The men's 94 kg weightlifting event was the sixth men's event at the weightlifting competition, limiting competitors to a maximum of 94 kilograms of body mass. The whole competition took place on August 17, but was divided in two parts due to the number of competitors. Group B weightlifters competed at 10:00, and Group A, at 19:00. This event was the thirteenth weightlifting event to conclude.

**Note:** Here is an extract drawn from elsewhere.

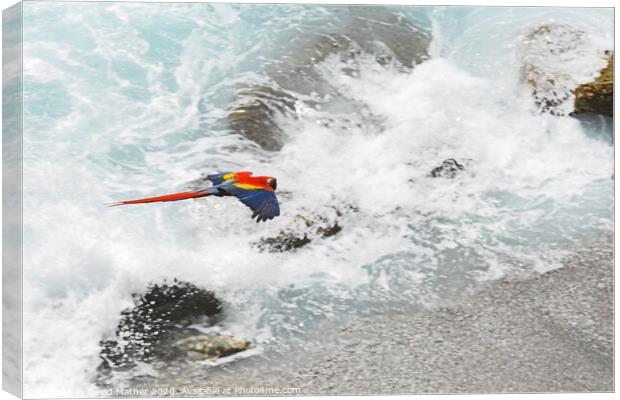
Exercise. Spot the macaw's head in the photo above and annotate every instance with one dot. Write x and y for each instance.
(273, 183)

Each lifter performed in both the snatch and clean and jerk lifts, with the final score being the sum of the lifter's best result in each. The athlete received three attempts in each of the two lifts; the score for the lift was the heaviest weight successfully lifted.

==Schedule==
All times are China Standard Time (UTC+08:00)

| Date | Time | Event |
| 17 August 2008 | 15:30 | Group B |
| 19:00 | Group A |

==Records==

| World Record | Snatch | Akakios Kakiasvilis (GRE) | 188 kg | Athens, Greece | 27 November 1999 |
| Clean & Jerk | Szymon Kołecki (POL) | 232 kg | Sofia, Bulgaria | 29 April 2000 |
| Total | Akakios Kakiasvilis (GRE) | 412 kg | Athens, Greece | 27 November 1999 |
| Olympic Record | Snatch | Olympic Standard | 187 kg | — | 1 January 1997 |
| Clean & Jerk | Olympic Standard | 227 kg | — | 1 January 1997 |
| Total | Olympic Standard | 415 kg | — | 1 January 1997 |

==Results==

| Rank | Athlete | Group | Body weight | Snatch (kg) |  |  |  | Clean & Jerk (kg) |  |  |  | Total |
| 1 | 2 | 3 | Result | 1 | 2 | 3 | Result |
| 1st place, gold medalist(s) | Szymon Kołecki (POL) | A | 93.73 | 174 | 177 | 179 | 179 | 217 | 224 | 228 | 224 | 403 |
| 2nd place, silver medalist(s) | Arsen Kasabiev (GEO) | A | 93.69 | 172 | 176 | 178 | 176 | 215 | 223 | 231 | 223 | 399 |
| 3rd place, bronze medalist(s) | Yoandry Hernández (CUB) | A | 92.30 | 172 | 172 | 178 | 178 | 215 | 220 | 220 | 215 | 393 |
| 4 | Asghar Ebrahimi (IRI) | A | 92.32 | 180 | 184 | 184 | 180 | 212 | 212 | 217 | 212 | 392 |
| 5 | Roman Konstantinov (RUS) | A | 93.90 | 175 | 179 | 179 | 175 | 212 | 212 | 222 | 212 | 387 |
| 6 | Jürgen Spieß (GER) | A | 93.74 | 170 | 173 | 175 | 173 | 206 | 211 | 214 | 211 | 384 |
| 7 | José Juan Navarro (ESP) | B | 93.09 | 165 | 170 | 173 | 173 | 206 | 210 | 212 | 210 | 383 |
| 8 | Artem Ivanov (UKR) | A | 93.97 | 170 | 175 | 175 | 170 | 205 | 210 | 214 | 210 | 380 |
| 9 | Vadim Vacarciuc (MDA) | B | 93.69 | 168 | 168 | 172 | 168 | 205 | 205 | 212 | 205 | 373 |
| 10 | Eugen Bratan (MDA) | B | 93.71 | 170 | 175 | 175 | 170 | 200 | 207 | 207 | 200 | 370 |
| 11 | Konstantinos Gkaripis (GRE) | B | 93.01 | 150 | 157 | 160 | 160 | 190 | 195 | 200 | 200 | 360 |
| 12 | Anastasios Triantafyllou (GRE) | B | 93.90 | 147 | 155 | 160 | 155 | 185 | 190 | 196 | 196 | 351 |
| 13 | Ravi Bhollah (MRI) | B | 93.03 | 125 | 130 | 130 | 125 | 145 | 150 | 157 | 150 | 275 |
| — | Bartłomiej Bonk (POL) | A | 93.00 | 175 | 180 | 180 | 175 | 211 | 211 | 212 | — | — |
| — | Eduardo Guadamud (ECU) | B | 93.71 | 165 | 170 | 170 | 165 | 206 | 206 | 206 | — | — |
| DQ | Ilya Ilyin (KAZ) | A | 93.64 | 175 | 180 | — | 180 | 223 | 223 | 226 | 226 | 406 |
| DQ | Khadzhimurat Akkaev (RUS) | B | 92.99 | 178 | 182 | 185 | 185 | 212 | 215 | 217 | 217 | 402 |
| DQ | Nizami Pashayev (AZE) | A | 93.83 | 180 | 180 | 181 | 181 | 215 | 215 | 215 | 215 | 396 |

- Ilya Ilyin of Kazakhstan originally won the gold medal, but he was disqualified after he tested positive for stanozolol.
- Khadzhimurat Akkaev of Russia originally won the bronze medal, but he was disqualified after he tested positive for dehydrochlormethyltestosterone.
- Nizami Pashayev of Azerbaijan originally finished fifth, but he was disqualified after he tested positive for dehydrochlormethyltestosterone, oxandrolone and stanozolol.